Our proposed scheme has the following advantages. First, the proposed scheme bridges the gap between open-set and wood species leaf recognition. Second, the proposed scheme uses a deep learning model as a feature extractor for advanced image feature extraction and uses the features in combination with traditional machine learning open-set recognition algorithms to perform open-set recognition with promising results. Third, both the backbone network and the open-set recognition algorithm of the proposed scheme are replaceable and can be quickly migrated to other open-set recognition applications. Moreover, the collection of leaves is particularly convenient and does not hurt the trees. The feature extraction speed and recognition speed of the deep learning network completed by training are rapid (based on the configuration of
Table 1, the extraction time is within 10 ms, and the recognition speed is within 0.5 ms).

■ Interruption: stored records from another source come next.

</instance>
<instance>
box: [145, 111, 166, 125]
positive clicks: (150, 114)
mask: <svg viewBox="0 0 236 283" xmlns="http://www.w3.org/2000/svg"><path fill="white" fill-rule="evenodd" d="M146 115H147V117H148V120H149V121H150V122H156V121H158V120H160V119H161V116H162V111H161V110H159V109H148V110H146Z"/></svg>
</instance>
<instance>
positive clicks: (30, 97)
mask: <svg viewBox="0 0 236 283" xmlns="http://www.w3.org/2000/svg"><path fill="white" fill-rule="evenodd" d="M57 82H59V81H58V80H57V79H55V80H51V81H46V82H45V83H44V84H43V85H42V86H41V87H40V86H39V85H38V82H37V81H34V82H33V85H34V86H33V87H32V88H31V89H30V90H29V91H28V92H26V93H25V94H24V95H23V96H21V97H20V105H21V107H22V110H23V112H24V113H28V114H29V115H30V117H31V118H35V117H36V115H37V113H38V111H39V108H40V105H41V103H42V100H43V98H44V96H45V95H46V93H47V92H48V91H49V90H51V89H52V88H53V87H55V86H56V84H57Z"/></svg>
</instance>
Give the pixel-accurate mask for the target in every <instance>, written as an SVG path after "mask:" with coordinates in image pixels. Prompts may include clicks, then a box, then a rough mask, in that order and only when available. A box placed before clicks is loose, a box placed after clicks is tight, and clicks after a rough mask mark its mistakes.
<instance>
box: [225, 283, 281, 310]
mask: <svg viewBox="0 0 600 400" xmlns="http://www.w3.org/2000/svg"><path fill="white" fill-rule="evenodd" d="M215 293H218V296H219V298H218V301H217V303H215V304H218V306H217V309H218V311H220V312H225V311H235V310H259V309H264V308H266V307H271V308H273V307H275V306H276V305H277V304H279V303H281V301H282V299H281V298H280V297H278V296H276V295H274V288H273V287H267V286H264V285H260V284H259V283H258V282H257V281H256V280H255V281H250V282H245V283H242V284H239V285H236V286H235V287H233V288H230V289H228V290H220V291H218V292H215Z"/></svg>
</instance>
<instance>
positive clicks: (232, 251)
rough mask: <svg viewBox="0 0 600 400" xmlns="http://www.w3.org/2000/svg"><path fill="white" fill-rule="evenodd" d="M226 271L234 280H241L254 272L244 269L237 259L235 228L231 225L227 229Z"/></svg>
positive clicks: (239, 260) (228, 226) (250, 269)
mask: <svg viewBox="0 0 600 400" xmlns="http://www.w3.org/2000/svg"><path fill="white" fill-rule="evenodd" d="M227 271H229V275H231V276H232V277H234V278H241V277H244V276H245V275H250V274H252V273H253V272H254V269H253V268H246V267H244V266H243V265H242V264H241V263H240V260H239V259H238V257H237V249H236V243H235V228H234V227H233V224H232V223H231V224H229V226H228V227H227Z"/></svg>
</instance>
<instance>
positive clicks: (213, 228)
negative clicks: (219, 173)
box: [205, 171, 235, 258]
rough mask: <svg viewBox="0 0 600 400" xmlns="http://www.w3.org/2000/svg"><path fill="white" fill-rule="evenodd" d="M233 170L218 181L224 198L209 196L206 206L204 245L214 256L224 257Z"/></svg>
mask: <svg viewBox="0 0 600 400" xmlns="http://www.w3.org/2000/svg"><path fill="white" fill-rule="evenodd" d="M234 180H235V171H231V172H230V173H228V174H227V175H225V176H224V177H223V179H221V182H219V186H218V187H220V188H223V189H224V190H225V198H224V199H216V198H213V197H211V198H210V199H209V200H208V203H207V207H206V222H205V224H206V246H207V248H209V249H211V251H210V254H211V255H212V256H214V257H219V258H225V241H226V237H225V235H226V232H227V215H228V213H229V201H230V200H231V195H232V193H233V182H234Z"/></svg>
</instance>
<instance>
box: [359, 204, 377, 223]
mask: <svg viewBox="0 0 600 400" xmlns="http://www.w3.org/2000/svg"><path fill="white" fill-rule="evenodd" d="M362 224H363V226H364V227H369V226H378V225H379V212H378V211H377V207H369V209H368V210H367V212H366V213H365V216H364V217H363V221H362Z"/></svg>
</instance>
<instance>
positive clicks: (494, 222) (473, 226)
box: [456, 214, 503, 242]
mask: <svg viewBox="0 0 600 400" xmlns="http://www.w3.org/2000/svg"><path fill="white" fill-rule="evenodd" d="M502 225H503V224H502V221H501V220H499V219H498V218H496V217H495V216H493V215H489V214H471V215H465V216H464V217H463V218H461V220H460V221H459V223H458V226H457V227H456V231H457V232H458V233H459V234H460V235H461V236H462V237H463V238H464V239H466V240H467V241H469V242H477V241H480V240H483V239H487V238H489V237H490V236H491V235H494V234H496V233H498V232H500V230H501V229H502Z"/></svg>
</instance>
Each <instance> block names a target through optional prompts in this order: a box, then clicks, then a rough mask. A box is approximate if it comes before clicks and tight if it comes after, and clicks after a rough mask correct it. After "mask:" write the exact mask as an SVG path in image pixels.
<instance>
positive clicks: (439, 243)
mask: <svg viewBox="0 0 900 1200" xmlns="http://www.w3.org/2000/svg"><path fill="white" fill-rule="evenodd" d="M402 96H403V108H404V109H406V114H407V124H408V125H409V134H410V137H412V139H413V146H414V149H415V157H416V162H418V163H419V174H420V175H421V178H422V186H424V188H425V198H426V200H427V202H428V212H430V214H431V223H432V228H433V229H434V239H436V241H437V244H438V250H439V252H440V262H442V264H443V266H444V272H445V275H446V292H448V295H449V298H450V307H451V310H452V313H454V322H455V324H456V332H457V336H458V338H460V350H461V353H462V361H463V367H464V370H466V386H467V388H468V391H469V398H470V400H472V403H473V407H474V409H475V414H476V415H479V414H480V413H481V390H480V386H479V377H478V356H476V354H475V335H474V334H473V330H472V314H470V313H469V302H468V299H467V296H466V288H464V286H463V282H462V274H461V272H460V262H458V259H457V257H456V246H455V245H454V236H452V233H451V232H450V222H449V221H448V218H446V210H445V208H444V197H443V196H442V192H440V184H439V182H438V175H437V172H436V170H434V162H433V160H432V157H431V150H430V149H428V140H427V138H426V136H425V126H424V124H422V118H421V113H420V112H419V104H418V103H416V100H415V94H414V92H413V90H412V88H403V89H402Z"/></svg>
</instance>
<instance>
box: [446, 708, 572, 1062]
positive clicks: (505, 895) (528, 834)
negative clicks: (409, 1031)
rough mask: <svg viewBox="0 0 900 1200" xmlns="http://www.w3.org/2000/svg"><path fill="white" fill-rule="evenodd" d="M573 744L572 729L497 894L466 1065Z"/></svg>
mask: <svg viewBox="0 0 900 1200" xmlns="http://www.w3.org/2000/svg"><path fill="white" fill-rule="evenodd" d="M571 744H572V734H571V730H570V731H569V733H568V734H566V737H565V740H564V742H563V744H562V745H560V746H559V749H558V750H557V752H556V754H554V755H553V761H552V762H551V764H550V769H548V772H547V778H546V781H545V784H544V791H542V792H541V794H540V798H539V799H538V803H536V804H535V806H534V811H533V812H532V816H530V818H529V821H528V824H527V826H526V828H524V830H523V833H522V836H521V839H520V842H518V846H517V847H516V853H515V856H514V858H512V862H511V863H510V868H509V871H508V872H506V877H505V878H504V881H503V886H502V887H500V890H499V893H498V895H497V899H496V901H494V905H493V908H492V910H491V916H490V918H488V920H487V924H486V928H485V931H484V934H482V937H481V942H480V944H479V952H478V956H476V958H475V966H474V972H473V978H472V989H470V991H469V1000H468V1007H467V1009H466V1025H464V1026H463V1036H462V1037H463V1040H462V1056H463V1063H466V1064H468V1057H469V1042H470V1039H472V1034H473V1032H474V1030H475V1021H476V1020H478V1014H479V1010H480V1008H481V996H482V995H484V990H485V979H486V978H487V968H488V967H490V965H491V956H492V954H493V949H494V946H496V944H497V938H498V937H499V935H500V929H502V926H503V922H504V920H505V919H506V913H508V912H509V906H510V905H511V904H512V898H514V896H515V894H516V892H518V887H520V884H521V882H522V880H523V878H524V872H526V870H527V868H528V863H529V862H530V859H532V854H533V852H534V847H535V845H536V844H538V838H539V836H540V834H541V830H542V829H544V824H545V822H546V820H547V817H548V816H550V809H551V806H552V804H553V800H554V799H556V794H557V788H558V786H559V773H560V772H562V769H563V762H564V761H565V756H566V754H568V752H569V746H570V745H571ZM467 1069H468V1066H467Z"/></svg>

There are still issues to be addressed in this study. First, we have used a common dataset, but the small number of wood samples in this dataset, 75 per sample, makes it almost impossible to train an excellent deep feature extraction network from scratch, hence the transfer learning is used in this paper. In this case, in the absence of other publicly available datasets, the data samples we attempt to augment have to be constructed by themselves, posing a strong challenge to the scientific validity of the data. Second, in the open-set recognition approach, we use traditional machine learning methods, which are very powerful for small-scale datasets. Whether traditional machine learning methods will work or not on large-scale datasets are unknown and needs to be further evaluated, and open-set recognition algorithms based on deep learning are playing an increasingly important role. In the near future, we plan to investigate the aforementioned issues and challenges.